Considering the history and motivations behind museum collecting also raises important ethical questions. Many major museums have large and geographically diverse collections because of legacies of colonialism. Is it right to use digital representations of these “ill gotten gains” to fuel AI models? What kinds of governance and data sovereignty issues need to be addressed first?

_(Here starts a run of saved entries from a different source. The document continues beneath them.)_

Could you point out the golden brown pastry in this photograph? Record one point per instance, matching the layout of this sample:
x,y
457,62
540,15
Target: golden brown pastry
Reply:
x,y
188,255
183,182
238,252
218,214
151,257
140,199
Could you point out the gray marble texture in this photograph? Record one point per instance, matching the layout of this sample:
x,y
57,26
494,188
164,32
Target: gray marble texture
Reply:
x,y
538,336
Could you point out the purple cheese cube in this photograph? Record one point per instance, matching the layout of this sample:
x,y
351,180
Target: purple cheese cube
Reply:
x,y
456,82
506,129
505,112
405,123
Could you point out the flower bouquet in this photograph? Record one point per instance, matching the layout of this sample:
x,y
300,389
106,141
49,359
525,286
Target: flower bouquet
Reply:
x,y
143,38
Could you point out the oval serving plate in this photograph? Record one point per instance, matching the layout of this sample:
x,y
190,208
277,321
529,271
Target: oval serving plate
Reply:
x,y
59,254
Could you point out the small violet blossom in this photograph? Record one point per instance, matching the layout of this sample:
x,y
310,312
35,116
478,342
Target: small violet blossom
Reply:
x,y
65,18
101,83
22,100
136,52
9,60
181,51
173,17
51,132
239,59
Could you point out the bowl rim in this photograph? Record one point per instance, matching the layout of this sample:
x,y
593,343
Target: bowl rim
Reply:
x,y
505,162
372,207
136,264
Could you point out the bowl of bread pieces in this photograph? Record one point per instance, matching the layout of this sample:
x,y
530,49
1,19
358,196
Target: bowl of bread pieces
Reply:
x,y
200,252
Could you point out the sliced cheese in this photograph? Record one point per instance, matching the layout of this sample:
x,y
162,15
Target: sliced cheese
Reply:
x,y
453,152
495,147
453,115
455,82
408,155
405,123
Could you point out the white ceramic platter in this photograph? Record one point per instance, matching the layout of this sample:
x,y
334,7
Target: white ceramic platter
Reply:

These are all important questions to explore. AI feeds on data. Lots of data. Commercial interests are already heavily investing in these technologies. Archaeologists and other cultural heritage professionals need to engage in AI debates and voice our perspectives and ethical concerns in this rapidly developing sphere.
Stay tuned.
Update Oct 12
After training on ca 5k images from Open Context and another 1.5k images from the Metropolitan Museum of Art, I can say…. it works!
If you’d like to try things out for yourself, we have two Colab notebooks you can try.
Run your own images through our model here This notebook will enable you to upload a folder of images and then create embeddings using our fine-tuned model. Then you can try searching for ideas like ‘falling leaves’ or ‘polychrome pottery from the sixth century’ (assuming perhaps that you have such things in your image data; otherwise, it will return the things that seem most similar; and on the value of not actually finding what you were looking for, see Mark Sample’s Your Mistake Was A Vital Connection).
Train your own fine-tuned CLIP model here This notebook will show you how we fine-tuned our model – it grabs images and metadata and arranges it the way it needs to be for the fine tuning to begin (You might prefer Damian Stewart‘s approach if you’ve got lots of local data to play with. Then it does the fine tuning. Once you get the config.json and the pytorch_model.bin files, you just have to organize them the way we do in the first notebook to use your own model with clip-llm. Have fun!